There are only so many minutes in a day – and some of them really should be devoted to sleep. With good planning, it is possible to accomplish many things, both big and small, with the remaining minutes of your day. However, the more you did yesterday, the more you expect of yourself today. Even if your schedule is exactly the same as yesterday, pulling off the same non-stop act today is harder, because each day you accomplish it takes a away a bit of your energy reserve.
Yes, I know, if you have children there is no way to chip off any bits. Soccer, work, ballet, school, laundry, homework, dinner, ahhhh! You can’t let anything drop! But of course you will, after a month of it ,or so, you snap /crash / burn and then feel guilty about it.

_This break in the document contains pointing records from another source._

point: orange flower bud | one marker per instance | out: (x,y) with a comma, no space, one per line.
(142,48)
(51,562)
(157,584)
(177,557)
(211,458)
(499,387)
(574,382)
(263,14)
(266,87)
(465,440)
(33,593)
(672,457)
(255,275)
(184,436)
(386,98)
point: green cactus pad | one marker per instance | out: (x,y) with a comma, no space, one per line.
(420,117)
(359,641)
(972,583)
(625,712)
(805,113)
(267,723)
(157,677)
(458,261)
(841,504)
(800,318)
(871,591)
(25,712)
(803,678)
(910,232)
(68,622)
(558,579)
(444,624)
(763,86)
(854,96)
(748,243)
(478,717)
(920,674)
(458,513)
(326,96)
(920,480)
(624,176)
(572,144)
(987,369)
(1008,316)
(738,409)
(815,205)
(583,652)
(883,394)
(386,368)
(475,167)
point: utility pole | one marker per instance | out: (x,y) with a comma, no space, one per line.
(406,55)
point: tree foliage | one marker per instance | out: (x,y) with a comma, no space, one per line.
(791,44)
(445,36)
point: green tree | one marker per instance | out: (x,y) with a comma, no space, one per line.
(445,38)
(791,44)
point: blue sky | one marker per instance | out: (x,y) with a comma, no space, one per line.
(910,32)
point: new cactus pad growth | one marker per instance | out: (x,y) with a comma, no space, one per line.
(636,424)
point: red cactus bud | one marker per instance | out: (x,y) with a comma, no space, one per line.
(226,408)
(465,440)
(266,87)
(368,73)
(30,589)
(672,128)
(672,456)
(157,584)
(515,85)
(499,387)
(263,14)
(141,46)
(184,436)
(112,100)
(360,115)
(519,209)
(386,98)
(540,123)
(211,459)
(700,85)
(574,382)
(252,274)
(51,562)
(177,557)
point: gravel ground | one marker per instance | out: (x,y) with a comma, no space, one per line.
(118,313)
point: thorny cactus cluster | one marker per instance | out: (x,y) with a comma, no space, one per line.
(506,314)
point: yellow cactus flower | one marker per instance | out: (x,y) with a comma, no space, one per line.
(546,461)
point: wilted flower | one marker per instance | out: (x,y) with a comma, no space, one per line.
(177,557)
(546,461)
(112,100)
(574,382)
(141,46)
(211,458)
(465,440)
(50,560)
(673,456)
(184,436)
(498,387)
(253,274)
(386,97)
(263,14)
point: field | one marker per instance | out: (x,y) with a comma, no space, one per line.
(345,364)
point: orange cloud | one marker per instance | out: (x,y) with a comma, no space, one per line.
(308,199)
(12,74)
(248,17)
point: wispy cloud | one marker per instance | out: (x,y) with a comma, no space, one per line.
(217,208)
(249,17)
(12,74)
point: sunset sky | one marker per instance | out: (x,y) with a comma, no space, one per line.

I don’t have answers – especially as I never had kids – but I want you to think about how you can occasionally – maybe once a week, say no to the honey. The honey comes in many guises; Doing a little something extra to impress the boss, doing a little something extra so you feel like a better parent, doing a little something extra for the neighbour. Good deeds or not, sometimes its best to say ‘ not this week’.
I don’t have kids, or a job, and I still manage to do this to myself. “I have the time, right, I’m on disability, so I can do that.” Then one week down the line, I’m trying to balance my work load of five A&S projects, edits to my novel, and writing a short story, plus maintaining my social media connections – because I like to, and because an indie author should be reaching out, connecting, publicizing….selling.
So what happens? I grind to a halt because there are so many things on my plate I can no longer even sort them out. I stare down, and see this pile which freezes me, due to its volume. It’s never the big things; spending a day helping a friend move, but the small things.
Having to create twenty bead pendants by end of the month. I do five first day, then another five the next, then put them aside because I should / need to work on this chapter. And then, because there are so many little things, suddenly it is the day before I need the twenty pendants. Now I am stressed and having to make them all now! Then I become stressed about it and I’m messing them up, despite how easy they are. So now I start to worry, because I scheduled that evening for the carving I promised to do for a gift, and these stupid beads are messing my schedule up.
Planning would solve that you say? Yeah, it might, but planning doesn’t cover the sudden ‘must does’. Planning means you know every minute, and knowing you have five to spare on Wednesday, and thus saying you will bake cookies for the book club, and when little Sally keeps you up all night because she’s puking, because the red crayons really are not strawberries like her friend told her, and you have to catch up on sleep, but cookies so you just buy cookies, and then you feel horrible all through book club because ‘anyone can buy cookies’ ….
I’m rambling but that is exactly how it goes. Is there a solution? Maybe just say from the start, “I’ll buy some cookies, Oreo double stuff good?”
I need to learn to tell myself, ‘I’ll buy some Oreo’s‘
– accept that everything doesn’t need to be ‘Wow‘, or ‘above the norm‘. Sometimes it’s better to say, ‘Here is a pretty I bought you because I thought you’d like it’, than ‘I hand crafted each bead in this necklace, and sculpted the likeness of an Oreo in the pendant, because I know how much you love eating Oreo’s’.
All right – I don’t know if any of us learned anything from my ranting post today… except that we all start to get hungry if you mention Oreo’s enough times.